17/07/2012
Jean Follain, Paris
Cimetières
Le Père-Lachaise, lieu de l'ultime résistance des communards, reste pénétré des odeurs du dernier siècle quand s'agglutinèrent à Paris plusieurs villages de la banlieue. M. Thiers, le nabot à vigoureuse cervelle dont la gravure d'apothéose décore encore de vieilles maisons rurales, y est enterré sous un immense mausolée carré. Quelques-uns, parmi les tombeaux de généraux de Napoléon, sont encore entretenus, beaucoup ne le sont plus : l'amateur d'émotions, le revers du veston recouvert de pellicules, y découvre d'anciennes couronnes fangeuses et circonscrit d'un doigt spatulaire les aigles en relief sur la pierre moussue.
La multitude des cippes, des amphores, des croix, force le cœur dans les beaux jours de végétation abondante, alors que dans des coins pas encore défrichés, se balancent coquelicots et folles avoines, ainsi en est-il non loin du mur sanglant.

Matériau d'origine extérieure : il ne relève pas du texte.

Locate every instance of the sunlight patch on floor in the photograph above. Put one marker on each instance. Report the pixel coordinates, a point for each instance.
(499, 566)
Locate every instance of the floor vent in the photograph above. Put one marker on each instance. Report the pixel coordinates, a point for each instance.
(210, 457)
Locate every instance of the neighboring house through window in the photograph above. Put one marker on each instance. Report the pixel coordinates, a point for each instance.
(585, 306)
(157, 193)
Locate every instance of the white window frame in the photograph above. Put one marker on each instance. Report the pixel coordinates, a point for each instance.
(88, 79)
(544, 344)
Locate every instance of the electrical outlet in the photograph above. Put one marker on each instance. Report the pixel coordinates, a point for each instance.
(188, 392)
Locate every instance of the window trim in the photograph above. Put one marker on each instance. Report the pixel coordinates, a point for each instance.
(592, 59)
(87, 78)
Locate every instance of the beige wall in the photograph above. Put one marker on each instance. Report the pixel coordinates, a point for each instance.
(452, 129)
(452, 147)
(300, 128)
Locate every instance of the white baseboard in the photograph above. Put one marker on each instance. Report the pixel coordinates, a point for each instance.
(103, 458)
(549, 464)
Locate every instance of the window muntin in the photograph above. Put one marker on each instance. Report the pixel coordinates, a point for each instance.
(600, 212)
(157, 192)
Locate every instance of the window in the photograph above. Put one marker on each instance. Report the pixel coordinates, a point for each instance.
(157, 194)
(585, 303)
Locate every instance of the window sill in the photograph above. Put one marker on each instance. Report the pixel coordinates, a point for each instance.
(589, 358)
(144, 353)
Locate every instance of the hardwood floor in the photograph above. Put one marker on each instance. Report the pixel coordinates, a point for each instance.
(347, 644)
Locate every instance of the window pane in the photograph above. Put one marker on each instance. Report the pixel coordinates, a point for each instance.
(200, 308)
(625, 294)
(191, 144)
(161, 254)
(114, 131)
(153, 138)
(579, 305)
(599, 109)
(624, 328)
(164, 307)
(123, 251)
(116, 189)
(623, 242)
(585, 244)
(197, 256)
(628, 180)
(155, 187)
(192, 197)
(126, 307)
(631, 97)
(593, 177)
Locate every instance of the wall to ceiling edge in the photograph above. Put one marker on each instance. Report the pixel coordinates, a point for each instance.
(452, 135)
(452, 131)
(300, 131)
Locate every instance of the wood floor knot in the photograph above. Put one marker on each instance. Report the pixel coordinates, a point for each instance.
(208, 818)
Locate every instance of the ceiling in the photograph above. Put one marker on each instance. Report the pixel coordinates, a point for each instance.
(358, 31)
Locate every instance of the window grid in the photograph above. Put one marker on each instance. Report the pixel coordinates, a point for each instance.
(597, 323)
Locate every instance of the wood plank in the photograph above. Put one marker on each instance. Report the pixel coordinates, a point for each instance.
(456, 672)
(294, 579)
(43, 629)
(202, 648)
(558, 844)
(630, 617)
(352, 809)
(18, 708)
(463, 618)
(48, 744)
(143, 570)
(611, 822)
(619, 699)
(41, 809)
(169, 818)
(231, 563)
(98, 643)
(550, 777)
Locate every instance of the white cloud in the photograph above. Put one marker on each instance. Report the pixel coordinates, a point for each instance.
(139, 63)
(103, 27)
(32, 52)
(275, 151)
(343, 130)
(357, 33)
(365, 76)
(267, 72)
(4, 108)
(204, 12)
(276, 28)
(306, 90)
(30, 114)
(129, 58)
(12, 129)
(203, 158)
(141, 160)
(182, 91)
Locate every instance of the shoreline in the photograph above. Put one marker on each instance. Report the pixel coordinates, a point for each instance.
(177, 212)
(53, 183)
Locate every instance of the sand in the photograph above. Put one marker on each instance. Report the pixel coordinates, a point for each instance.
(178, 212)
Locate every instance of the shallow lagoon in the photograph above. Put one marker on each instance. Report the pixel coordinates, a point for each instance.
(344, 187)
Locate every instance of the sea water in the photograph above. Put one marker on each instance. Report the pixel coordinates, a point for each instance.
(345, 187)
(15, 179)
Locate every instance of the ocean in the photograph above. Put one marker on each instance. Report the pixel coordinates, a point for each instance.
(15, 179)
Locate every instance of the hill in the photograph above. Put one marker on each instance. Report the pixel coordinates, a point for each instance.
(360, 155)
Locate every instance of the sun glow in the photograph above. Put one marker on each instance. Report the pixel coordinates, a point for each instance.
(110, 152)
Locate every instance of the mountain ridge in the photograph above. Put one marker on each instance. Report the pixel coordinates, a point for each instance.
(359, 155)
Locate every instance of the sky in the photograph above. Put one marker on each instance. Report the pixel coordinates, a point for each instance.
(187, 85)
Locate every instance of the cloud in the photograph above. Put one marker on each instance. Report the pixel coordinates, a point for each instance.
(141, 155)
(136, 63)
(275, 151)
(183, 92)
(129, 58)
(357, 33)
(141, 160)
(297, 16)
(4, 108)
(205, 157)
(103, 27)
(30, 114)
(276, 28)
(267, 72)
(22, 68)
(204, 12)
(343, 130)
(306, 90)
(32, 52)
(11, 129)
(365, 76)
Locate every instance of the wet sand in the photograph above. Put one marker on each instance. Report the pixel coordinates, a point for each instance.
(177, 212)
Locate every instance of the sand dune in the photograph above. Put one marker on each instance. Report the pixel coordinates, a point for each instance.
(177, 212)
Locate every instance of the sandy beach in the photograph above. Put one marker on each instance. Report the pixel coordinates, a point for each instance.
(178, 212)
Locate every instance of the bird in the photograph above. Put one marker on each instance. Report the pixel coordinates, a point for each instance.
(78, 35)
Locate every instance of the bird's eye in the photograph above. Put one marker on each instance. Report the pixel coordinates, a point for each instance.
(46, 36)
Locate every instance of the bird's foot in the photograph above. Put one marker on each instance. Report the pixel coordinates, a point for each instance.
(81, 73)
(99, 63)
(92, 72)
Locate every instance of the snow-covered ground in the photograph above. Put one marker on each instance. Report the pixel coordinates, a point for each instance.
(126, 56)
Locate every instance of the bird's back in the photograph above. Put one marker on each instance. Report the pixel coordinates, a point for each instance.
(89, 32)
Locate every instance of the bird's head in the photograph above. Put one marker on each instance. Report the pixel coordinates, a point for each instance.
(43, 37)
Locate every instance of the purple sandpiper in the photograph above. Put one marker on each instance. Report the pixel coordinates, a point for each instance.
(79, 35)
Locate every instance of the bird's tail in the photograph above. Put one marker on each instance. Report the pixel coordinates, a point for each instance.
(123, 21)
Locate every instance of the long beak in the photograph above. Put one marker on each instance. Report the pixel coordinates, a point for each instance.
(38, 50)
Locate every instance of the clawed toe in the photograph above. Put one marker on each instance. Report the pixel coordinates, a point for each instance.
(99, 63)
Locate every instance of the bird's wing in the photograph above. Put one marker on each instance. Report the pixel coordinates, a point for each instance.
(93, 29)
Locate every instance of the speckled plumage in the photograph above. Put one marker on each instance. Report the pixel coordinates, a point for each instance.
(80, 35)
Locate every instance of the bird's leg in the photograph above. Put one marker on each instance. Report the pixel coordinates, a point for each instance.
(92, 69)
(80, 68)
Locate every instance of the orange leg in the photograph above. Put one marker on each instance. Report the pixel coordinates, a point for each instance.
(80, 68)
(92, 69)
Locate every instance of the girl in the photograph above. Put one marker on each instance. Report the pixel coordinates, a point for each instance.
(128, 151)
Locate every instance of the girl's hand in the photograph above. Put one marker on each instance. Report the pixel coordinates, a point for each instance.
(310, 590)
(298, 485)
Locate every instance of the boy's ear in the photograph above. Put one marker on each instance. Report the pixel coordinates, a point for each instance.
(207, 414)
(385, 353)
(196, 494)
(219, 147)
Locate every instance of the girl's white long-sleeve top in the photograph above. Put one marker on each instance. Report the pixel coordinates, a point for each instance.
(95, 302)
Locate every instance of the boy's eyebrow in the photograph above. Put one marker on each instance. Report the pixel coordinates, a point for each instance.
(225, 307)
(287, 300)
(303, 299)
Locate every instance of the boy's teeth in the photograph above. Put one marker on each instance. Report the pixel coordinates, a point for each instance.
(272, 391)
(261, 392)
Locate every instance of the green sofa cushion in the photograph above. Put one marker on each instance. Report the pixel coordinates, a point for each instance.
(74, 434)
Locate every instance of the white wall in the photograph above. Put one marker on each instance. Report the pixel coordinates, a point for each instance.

Autour du four crématoire, le colombarium forme une grande bibliothèque d'urnes. De petits bourgeois à esprit fort, porteur de leur vivant d'un regard têtu et doux, des ouvriers convaincus et sobres se font incinérer. leurs parents pour rendre les devoirs à leurs cendres doivent si elles sont haut placées le long du mur prendre l'échelle et monter jusqu'à la case numérotée parmi tant d'autres.
On peut visiter le four crématoire. La salle de crémation porte la marque de l'architecture salomonique. Elle comporte un orgue. La bière est introduite dans un simulacre de four en stuc décorée de roses, puis enlevée dans la coulisse et glissée devant deux parents seulement dans le véritable four qui consume à peu près tout car on ne retrouve que quelques débris d'os.
Pour la visite publique, le four fonctionne en veilleuse ; j'ai vu parmi les visiteuses une petite bourgeoise vêtue de noir, la lueur rose éclairant son visage s'écrier en riant : « Eh bien, moi qui aime la chaleur, je serai servie. »
Jean Follain, Paris, éditions R.-A. Corréa, 1935, p. 59-61.